Un commento su Pietrangeli l’ha rilasciato anche Tathiana Garbin ai microfoni di Sky Sport. “Io ho tantissimi ricordi di Nick, ma soprattutto i suoi aneddoti, i suoi sorrisi. Anche nei momenti più duri in cui il tennis stava magari attraversando un po’ di crisi, lui riusciva a portarci sempre un sorriso, un incoraggiamento che ci faceva prendere tutto in maniera un po’ più leggera. Credo che questo sia un grande insegnamento. Era un grande esempio di come portare una squadra. Ognuno ha una leadership differente e prova a mettere il proprio carattere in quello che fa.

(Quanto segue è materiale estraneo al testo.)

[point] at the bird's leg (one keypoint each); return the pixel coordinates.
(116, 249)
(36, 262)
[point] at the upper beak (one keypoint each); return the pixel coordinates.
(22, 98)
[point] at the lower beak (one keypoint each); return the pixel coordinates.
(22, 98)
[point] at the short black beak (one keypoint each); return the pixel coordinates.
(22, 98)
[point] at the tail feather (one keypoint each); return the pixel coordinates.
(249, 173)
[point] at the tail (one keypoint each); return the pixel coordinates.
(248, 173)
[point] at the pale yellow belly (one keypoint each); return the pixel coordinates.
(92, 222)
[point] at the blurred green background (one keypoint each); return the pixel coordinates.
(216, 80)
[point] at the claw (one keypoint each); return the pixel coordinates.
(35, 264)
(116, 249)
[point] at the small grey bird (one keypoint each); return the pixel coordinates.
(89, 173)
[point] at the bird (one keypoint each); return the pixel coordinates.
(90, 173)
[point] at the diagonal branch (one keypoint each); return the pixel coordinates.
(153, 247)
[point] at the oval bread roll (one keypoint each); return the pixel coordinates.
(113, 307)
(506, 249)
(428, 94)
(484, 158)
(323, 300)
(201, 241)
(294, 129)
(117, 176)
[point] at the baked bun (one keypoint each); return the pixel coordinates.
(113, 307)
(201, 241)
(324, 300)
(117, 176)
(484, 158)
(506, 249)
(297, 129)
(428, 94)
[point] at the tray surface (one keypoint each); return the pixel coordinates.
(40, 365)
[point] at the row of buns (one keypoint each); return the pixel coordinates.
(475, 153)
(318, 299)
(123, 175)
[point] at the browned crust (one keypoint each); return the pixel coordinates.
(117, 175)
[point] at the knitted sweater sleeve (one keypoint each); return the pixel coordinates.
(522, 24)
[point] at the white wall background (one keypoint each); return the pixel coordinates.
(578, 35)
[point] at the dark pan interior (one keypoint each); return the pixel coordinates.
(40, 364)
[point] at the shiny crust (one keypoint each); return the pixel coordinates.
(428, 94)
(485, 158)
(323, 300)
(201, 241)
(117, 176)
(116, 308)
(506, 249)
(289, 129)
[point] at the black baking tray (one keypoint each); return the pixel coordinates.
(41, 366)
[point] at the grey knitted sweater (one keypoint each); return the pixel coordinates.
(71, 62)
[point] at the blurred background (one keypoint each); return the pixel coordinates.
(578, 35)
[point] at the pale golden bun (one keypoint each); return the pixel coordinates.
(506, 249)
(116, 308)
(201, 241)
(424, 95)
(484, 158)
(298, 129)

Lui era istrionico ed era bello così perché era molto vero e diretto. Questo piace ai giocatori, a cui magari non piace sentirsi raccontare delle storie, ma soltanto la verità. E per migliorarsi ci vuole tanta verità”.

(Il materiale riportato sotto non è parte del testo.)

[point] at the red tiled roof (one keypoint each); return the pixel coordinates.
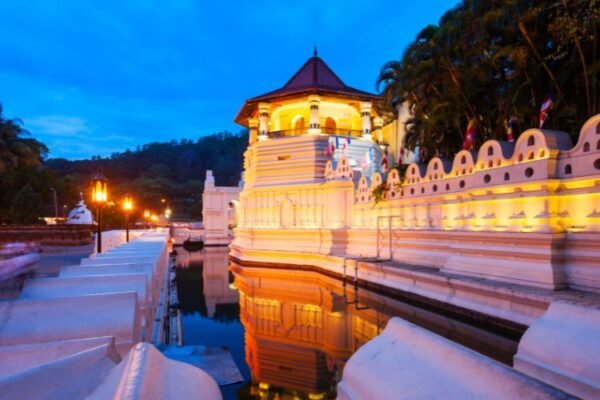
(314, 77)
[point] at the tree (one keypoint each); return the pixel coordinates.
(489, 61)
(15, 148)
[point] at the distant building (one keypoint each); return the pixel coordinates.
(80, 215)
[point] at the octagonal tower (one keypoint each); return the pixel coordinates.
(315, 117)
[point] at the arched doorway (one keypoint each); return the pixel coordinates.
(299, 125)
(330, 125)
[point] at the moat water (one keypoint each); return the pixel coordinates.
(290, 332)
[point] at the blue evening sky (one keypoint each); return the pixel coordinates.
(96, 77)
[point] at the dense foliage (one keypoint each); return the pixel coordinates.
(26, 185)
(492, 60)
(158, 175)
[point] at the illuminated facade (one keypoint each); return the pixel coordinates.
(525, 212)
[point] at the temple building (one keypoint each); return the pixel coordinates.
(319, 117)
(508, 232)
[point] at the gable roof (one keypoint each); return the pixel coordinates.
(314, 77)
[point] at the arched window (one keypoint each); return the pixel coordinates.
(299, 124)
(568, 169)
(531, 141)
(330, 125)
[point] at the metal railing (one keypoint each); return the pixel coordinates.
(304, 131)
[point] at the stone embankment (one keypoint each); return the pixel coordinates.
(84, 333)
(49, 235)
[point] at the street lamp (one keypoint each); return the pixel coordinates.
(127, 207)
(99, 197)
(146, 217)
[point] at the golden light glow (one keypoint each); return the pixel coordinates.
(99, 189)
(128, 203)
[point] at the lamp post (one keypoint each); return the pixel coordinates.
(146, 217)
(99, 197)
(55, 204)
(127, 207)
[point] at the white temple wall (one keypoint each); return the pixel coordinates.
(515, 206)
(218, 211)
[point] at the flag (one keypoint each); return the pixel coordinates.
(469, 142)
(364, 160)
(422, 154)
(401, 157)
(330, 148)
(545, 110)
(384, 164)
(510, 129)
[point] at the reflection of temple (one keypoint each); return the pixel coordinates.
(302, 326)
(208, 271)
(218, 291)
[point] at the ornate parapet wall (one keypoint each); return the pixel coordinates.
(525, 212)
(539, 184)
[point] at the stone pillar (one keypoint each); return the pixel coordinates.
(365, 112)
(314, 125)
(377, 131)
(263, 120)
(253, 125)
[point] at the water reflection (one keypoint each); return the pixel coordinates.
(291, 331)
(301, 327)
(209, 306)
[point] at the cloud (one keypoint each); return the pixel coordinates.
(60, 125)
(90, 78)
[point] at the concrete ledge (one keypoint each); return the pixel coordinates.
(146, 374)
(52, 288)
(563, 349)
(38, 371)
(407, 361)
(51, 320)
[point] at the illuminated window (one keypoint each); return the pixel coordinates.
(568, 169)
(299, 125)
(586, 147)
(330, 125)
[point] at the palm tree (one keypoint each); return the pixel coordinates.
(15, 148)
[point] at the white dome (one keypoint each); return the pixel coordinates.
(80, 215)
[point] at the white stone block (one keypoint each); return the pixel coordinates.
(57, 370)
(146, 374)
(50, 288)
(409, 362)
(52, 320)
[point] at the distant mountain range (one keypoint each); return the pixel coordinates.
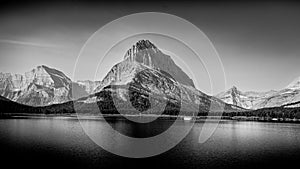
(146, 77)
(258, 100)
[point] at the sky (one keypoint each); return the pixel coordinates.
(258, 42)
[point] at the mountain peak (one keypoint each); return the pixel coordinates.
(144, 44)
(146, 53)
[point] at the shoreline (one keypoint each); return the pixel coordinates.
(160, 117)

“Il mio ricordo di Nicola è soprattutto legato alla Coppa Davis”, ha poi affermato Paolo Lorenzi. Mi ricordo che prima e dopo le partite veniva nello spogliatoio. Cerva di incitarci, ci raccontava qualche aneddoto. In quel periodo veniva anche spesso a cena con noi. Credo che un po’ dell’eredità che abbiamo adesso ce l’abbia lasciata lui. Fa parte di quelle leggende che noi cerchiamo di tramandare, perché poi spesso andiamo a vedere su Internet video di come giocavano. Penso che la memoria storica sia sempre importante. Lui per certi versi è stato il primo grande giocatore italiano. Ha vinto la Coppa Davis da capitano. Quello che vediamo adesso è frutto della storia”.